Research projects are exploring the capacity of artists to reduce inequality in the digital age.
A special opera performance in Lisbon improves inclusivity for the marginalised while digital literacy will create new artistic opportunities.
Four professional Portuguese singers performed the main roles in a new opera based on Homer’s “Odyssey” at a packed concert hall in Portugal’s capital Lisbon in mid-June.
Also on the stage that evening were 16 amateur performers from the central Portuguese city of Leiria, where they are members of the city’s “school prison” population. The prison houses offenders in the age range of around 16 to 21 years.
What’s more, a second group of Leiria inmates took part in the performance by video link from a stage that was located back in the jail 150 km away.
Welcome to TRACTION, a European research project that tackles social exclusion through the use of opera. The people behind it are redefining what is often perceived as an elite activity so that some of society’s most-marginalised groups – young offenders, migrants and the rural poor to name but three – can find expression for themselves.
New artistic languages
‘Through co-creation between professional and non-professional artists, new stories are emerging, new ideas being tested, new artistic languages being established,’ said François Matarasso, a freelance community artist working with TRACTION.
‘Imprisonment, migration, poverty and courage have been stories in opera before,’ said Matarasso, ‘But not as they are told by the people most affected, in the languages they speak and the music they sing.’

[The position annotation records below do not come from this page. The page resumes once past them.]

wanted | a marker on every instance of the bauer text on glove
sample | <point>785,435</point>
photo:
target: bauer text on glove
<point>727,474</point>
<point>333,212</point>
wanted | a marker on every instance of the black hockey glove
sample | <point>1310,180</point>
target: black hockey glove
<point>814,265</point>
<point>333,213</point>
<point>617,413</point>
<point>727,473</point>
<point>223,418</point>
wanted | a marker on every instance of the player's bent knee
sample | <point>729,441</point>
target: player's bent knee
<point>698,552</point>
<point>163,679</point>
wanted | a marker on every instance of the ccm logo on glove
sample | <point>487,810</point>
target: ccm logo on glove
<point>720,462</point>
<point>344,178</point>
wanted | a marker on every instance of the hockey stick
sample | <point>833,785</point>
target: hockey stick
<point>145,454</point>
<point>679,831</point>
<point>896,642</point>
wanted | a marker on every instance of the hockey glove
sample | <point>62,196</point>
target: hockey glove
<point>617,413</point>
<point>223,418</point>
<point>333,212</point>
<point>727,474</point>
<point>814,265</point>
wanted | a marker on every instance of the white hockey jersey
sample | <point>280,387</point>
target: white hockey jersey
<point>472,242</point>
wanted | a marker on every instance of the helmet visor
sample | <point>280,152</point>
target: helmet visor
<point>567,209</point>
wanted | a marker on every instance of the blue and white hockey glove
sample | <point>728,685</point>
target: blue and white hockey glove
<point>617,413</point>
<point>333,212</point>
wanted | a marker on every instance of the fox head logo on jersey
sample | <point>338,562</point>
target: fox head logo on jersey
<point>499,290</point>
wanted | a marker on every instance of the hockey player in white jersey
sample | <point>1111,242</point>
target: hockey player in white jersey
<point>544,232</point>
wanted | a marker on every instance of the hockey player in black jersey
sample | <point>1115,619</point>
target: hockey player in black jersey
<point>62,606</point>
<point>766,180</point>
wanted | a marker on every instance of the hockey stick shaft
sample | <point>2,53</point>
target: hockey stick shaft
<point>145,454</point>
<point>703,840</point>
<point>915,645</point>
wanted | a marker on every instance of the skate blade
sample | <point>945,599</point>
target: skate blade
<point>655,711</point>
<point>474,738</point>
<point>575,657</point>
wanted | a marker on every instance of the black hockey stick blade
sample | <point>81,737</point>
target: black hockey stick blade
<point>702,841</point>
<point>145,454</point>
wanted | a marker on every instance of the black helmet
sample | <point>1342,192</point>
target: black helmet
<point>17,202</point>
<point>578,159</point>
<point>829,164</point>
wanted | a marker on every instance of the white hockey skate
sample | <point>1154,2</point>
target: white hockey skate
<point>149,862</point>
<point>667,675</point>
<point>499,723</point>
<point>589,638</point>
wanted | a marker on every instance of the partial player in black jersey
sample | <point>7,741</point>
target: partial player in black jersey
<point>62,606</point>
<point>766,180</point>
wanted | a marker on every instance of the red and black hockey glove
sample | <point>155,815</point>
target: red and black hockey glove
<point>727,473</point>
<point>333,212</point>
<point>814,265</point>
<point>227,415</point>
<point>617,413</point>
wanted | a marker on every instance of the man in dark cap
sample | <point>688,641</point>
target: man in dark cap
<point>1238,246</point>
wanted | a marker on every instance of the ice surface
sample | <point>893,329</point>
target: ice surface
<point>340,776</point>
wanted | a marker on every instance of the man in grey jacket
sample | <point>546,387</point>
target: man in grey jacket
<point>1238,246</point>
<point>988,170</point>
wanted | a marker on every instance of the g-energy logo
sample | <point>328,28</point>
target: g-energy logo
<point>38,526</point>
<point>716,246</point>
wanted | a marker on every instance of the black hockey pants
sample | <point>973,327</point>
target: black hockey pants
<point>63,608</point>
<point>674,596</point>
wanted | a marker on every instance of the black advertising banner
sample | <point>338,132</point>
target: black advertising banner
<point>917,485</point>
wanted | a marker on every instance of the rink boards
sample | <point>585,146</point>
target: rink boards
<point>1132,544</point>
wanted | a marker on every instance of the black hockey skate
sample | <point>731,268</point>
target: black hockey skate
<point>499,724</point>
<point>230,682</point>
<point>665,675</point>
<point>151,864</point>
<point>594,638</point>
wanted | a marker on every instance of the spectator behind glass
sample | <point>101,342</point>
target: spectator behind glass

TRACTION belongs to a group of European research projects that are exploring the intersection between creativity, society and technology – and the capacity of artists to reduce inequality in the digital age.
The opera is the work of a trio of Portuguese composers and is called “O Tempo (Somos Nós)”, or “Time (As We Are)”.
Each of the composers, who are all friends, did two of six scenes, which take 90 minutes to perform. The libretto, a text to accompany the opera, is also by a Portuguese native.
According to Matarasso, the story is based on the myth of Odysseus (or Ulysses in Latin) and his wife Penelope. While Odysseus is the wanderer who makes choices and faces temptations, Penelope is making choices and facing temptations of her own while she waits patiently for the return of her husband from the Trojan War.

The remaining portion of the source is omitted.